Karl Dockstader, executive director of the Niagara Regional Native Centre and co-host of the radio show ‘One Dish, One Mic’, emcees a National Day of Truth and Reconciliation event in front of St. Catharines city hall, Sept. 30, 2021. Photo credit: Twitter/City of St. Catharines
Last Thursday, Canada marked the first National Day of Truth and Reconciliation to honour the lost children and survivors of residential schools.
In Niagara, public ceremonies were held at schools, city halls and cultural centres across the region. The Niagara Regional Native Centre, for example, held an event featuring numerous Indigenous voices on the steps of city hall in St. Catharines. While, the Fort Erie Native Friendship Centre hosted two days of teachings and storytelling, including a healing walk to town hall.
Unfortunately, as many Canadians were commemorating the country’s first-ever National Day of Truth and Reconciliation, Prime Minister Justin Trudeau was spending the historic occasion with family in Tofino, B.C.
As opposed to attending a ceremony with survivors near the site of the former residential school in Kamloops – an event he was invited to by Chief Rosanne Casimir of the Tk’emlúps te Secwépemc First Nation multiple times – Mr. Trudeau decided to take a beach vacation just hours to the west.
In a statement from the Native Women’s Association of Canada (NWAC), CEO Lynne Groulx said the decision to travel to Tofino on the first-ever National Day of Truth and Reconciliation was just “more proof” Mr. Trudeau does not actually care about Indigenous rights and issues.
“It is almost as if he checked off one of the Calls to Action of the TRC [Truth and Reconciliation Commission] by declaring the statutory holiday, and then wiped his hands and said ‘job done, let’s move on,’” commented Groulx.
President of the Union of B.C. Indian Chiefs Grand Chief Stewart Phillip said that Trudeau’s beach vacation was a “slap in the face” to residential school survivors.
“Given the fact this is a nationally recognized holiday in regards to truth and reconciliation, it would have been appropriate for the prime minister to fully acknowledge this day,” said Phillip. “Rather than do that, he has chosen to turn his back on the historical significance of today and hide out in Tofino.”
Closer to home in Niagara, local Indigenous leader and current executive director of the Niagara Regional Native Centre (NRNC) Karl Dockstader called Trudeau’s decision “appalling”.

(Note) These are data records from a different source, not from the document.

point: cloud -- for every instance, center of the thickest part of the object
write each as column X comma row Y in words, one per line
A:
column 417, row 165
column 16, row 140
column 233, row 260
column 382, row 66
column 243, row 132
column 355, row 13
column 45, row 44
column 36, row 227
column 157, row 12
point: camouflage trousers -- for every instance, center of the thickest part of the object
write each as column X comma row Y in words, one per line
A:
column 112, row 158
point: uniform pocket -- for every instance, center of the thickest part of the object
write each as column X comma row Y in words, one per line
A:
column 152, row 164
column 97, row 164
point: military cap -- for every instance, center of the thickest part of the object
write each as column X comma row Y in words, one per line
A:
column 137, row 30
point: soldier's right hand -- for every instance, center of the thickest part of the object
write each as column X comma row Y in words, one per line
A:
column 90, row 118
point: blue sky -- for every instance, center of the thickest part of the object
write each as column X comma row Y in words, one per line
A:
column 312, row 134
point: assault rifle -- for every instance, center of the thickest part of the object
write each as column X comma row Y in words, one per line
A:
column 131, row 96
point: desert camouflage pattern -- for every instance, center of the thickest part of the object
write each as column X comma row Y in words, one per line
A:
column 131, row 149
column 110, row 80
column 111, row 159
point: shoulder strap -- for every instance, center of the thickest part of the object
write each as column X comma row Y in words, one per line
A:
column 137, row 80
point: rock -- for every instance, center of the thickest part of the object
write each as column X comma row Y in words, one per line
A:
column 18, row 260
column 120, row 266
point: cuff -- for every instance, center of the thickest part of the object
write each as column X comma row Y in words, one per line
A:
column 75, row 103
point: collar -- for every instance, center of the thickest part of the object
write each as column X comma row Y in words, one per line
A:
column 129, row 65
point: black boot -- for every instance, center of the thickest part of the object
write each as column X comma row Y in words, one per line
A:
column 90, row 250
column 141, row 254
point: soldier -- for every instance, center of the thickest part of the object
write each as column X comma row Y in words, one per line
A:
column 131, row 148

Speaking on his weekly NewsTalk 610 CKTB radio show ‘One Dish, One Mic’ on Saturday, Dockstader said he couldn’t even find humour in the situation.
“I don’t even have jokes left in me for how poor of a decision it was,” said Dockstader. “[He] really just took the attention off of Indigenous voices and put it squarely back on himself.”
“Why should we as First Nations people believe Trudeau ever after this? I’m at the point where I don’t see him as a functionable prime minister anymore…there’s no excuse for this oversight.”
Dockstader, who emceed the NRNC truth and reconciliation event in front of St. Catharines city hall on September 30, talked about the cruel irony of Trudeau flying over the Tk’emlúps te Secwépemc First Nation commemoration in Kamloops, B.C., with participants thinking the prime minister was coming to see them, only to have him bypass the event for the beaches of Tofino.
“Can you imagine how heartbreaking it was for the leaders to find out that the prime minister was steps away and chose to do nothing?”
To hold Canada’s leadership to account, Dockstader concluded that listeners, specifically non-Indigenous people, should “put some pressure on [their] local politicians, particularly if they’re Liberals”.
Neither Niagara Centre Liberal MP Vance Badawey, who is himself Indigenous of Metis heritage, nor St. Catharines Liberal MP Chris Bittle responded to request for comment from The Niagara Independent.